The invention provides a novel efficient, flow-based and real-time tracking working mechanism for an on-chip optical sensor and provides a novel contact mechanism which is used for establishing a path between a mode response and information of an object to be detected and takes image recognition analysis as the path. The sensor chip based on the on-chip passive planar optical waveguide loop utilizes capture and imaging of out-of-plane elastic scattering generated by light transmitted in the waveguide to establish correlation between a pixel matrix and information of an object to be detected on the surface of the sensor, realizes a detection scheme with high speed, accuracy, simplicity, convenience, low cost and reusability, can establish a corresponding relation between a signal and the concentration of the object to be detected by analyzing an out-of-plane scattering image, and can greatly improve the time resolution of sensing by utilizing the advantage of high-speed imaging. Meanwhile, the multi-unit and multi-measurement group in the single chip are photographed and measured simultaneously, the accuracy can be improved in a self-checking mode, and multi-channel multiplexing detection for various to-be-detected biomarkers can be realized. A large amount of data acquired by high-speed imaging can be used for training various deep learning technologies, and finally, the automatic, flow classification and analysis processes are realized.

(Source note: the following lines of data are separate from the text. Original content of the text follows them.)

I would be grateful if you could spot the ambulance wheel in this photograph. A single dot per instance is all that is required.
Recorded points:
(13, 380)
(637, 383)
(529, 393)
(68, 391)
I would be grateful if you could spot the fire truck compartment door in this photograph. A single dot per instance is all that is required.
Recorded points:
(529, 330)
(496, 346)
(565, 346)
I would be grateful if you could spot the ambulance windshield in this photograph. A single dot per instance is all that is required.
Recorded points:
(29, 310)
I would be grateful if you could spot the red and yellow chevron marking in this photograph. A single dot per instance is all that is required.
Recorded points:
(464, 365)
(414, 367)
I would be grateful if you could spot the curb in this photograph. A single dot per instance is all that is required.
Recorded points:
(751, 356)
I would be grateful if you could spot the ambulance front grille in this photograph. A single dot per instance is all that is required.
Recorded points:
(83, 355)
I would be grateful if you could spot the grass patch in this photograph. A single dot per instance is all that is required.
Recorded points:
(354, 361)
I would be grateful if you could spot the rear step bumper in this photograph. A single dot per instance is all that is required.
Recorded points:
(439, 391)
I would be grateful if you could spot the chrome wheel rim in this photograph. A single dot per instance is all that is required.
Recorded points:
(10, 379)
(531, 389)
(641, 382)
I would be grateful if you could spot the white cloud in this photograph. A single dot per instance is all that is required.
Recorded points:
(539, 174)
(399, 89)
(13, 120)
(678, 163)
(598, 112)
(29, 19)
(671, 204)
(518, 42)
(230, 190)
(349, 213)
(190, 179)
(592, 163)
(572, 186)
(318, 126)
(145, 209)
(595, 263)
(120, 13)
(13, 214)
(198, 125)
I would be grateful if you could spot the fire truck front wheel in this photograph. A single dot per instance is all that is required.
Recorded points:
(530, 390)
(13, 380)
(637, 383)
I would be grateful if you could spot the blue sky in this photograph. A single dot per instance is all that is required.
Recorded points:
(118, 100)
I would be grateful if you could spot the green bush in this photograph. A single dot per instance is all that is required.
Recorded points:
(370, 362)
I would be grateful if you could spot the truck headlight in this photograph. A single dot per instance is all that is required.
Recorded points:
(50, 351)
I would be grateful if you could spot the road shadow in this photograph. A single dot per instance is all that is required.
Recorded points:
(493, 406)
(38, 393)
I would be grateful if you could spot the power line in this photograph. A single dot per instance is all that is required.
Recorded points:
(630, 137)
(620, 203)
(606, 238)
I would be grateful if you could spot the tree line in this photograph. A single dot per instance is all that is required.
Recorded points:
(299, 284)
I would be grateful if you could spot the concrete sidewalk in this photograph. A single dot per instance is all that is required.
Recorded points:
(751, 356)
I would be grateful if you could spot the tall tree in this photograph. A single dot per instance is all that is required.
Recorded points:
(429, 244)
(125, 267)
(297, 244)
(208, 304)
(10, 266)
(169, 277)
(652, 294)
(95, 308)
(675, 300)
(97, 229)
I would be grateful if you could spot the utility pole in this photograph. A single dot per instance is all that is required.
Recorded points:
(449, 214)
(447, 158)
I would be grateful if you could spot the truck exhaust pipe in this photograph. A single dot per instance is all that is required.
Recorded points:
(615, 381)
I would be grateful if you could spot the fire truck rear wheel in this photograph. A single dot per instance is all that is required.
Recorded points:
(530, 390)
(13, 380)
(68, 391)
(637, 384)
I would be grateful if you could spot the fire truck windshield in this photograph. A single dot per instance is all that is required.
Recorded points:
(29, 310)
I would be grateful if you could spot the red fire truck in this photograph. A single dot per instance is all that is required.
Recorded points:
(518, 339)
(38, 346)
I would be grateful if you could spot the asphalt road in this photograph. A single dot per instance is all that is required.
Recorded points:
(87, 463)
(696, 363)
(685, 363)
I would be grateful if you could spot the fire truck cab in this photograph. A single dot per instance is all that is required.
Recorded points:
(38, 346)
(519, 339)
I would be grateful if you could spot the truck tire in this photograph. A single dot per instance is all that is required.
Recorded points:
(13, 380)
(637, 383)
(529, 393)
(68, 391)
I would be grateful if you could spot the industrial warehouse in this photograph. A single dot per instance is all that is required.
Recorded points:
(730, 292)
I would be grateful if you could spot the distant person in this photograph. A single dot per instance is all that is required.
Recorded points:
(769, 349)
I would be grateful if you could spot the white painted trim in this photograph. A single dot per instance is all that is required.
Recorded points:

In this document, the terms "comprises," "comprising," or any other variation thereof, are intended to cover a non-exclusive inclusion, such that a process or method that comprises a list of elements does not include only those elements but may include other elements not expressly listed or inherent to such process or method.

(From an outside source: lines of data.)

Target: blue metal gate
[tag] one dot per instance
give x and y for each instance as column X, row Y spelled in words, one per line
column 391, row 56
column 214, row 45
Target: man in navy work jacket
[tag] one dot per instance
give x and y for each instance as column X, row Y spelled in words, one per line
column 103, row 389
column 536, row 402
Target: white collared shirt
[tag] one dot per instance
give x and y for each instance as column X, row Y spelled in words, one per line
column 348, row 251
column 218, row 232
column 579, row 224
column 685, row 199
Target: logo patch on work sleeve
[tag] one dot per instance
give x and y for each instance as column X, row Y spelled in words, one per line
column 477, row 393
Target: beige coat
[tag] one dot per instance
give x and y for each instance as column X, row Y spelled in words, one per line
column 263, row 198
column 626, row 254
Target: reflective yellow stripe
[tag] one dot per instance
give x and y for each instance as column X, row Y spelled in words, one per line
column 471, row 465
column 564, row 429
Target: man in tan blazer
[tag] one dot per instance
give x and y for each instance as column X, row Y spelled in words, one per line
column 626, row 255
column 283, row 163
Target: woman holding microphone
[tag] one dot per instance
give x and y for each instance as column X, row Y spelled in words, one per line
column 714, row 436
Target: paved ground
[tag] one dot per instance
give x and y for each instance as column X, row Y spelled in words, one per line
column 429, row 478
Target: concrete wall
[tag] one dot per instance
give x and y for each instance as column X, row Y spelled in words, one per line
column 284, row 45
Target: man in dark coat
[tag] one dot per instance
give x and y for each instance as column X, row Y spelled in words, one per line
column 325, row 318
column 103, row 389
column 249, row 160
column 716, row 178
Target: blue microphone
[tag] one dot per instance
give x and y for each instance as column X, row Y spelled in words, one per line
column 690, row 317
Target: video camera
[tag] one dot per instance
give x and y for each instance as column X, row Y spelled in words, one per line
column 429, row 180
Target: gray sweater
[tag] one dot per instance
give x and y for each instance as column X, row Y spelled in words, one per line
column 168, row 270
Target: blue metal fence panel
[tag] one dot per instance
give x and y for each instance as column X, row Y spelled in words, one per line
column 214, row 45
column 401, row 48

The foregoing is a more detailed description of the invention in connection with specific preferred embodiments and it is not intended that the invention be limited to these specific details. For those skilled in the art to which the invention pertains, several simple deductions or substitutions can be made without departing from the spirit of the invention, and all shall be considered as belonging to the protection scope of the invention.